Mas se for esta a decisão do Presidente, já há dois pretendentes ao trono interino: o próprio César ou o presidente da Assembleia da República, Augusto Santos Silva.
E não, Pedro Nuno Santos não estará nos planos, segundo fontes próximas do partido citadas pelo Público. O ex-ministro das Infraestruturas e da Habitação, que tem pavimentado o caminho para suceder a António Costa na liderança do PS, quer ser eleito nas primárias, através de eleições abertas a não militantes.
Haverão duas razões para tal: a necessidade de preparar o seu programa eleitoral e a credibilidade política que vem colada à escolha do próximo secretário-geral por eleições primárias.

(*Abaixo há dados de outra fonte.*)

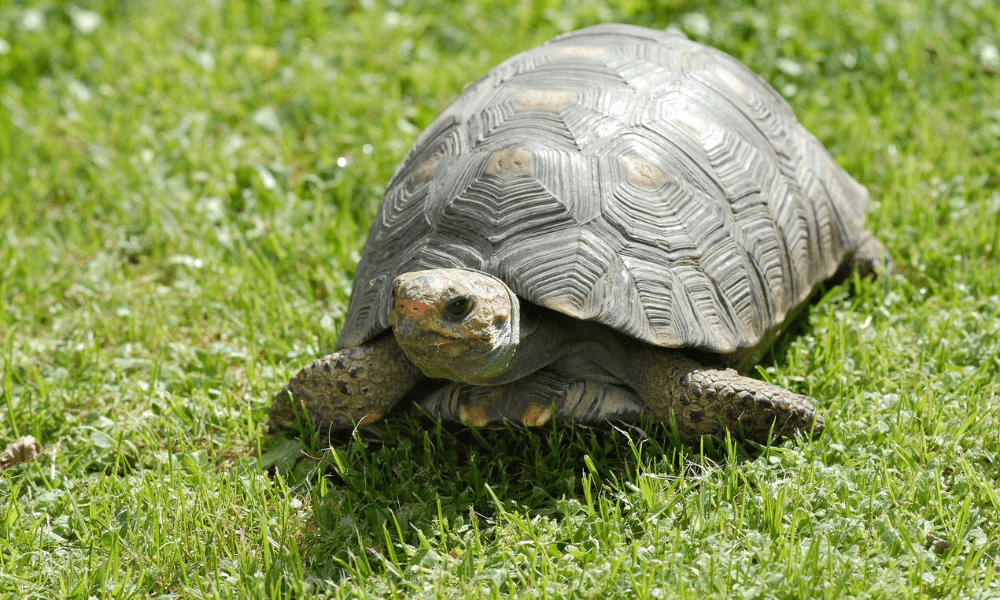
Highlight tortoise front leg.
[631,347,825,443]
[269,331,424,430]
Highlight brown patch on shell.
[483,148,531,179]
[358,413,382,425]
[514,90,573,112]
[552,46,608,58]
[410,152,442,185]
[622,156,667,189]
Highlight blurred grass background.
[0,0,1000,599]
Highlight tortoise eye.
[443,296,475,323]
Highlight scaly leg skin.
[633,347,825,444]
[269,331,424,431]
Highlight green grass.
[0,0,1000,599]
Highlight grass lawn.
[0,0,1000,599]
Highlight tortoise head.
[389,269,520,384]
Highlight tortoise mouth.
[389,269,520,383]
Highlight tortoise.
[271,25,888,442]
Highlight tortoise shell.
[338,25,868,354]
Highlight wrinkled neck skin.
[478,302,634,385]
[389,269,635,385]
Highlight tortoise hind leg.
[269,331,424,430]
[631,347,824,443]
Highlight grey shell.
[338,25,868,354]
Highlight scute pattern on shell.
[338,25,868,353]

“Fazer” um Governo à sua maneira
Este é, tal como o anúncio de António Costa desta terça-feira, o cenário menos provável — mas que já aconteceu três vezes.
os primeiros-ministros, todos nomeados pelo então presidente Ramalho Eanes, foram Nobre da Costa (durante escassos meses), Carlos Mota Pinto e Maria de Lourdes Pintasilgo, entre 1978 e 1980, mas a revisão constitucional de 1982 veio colocar entraves a tal intervenção do presidente.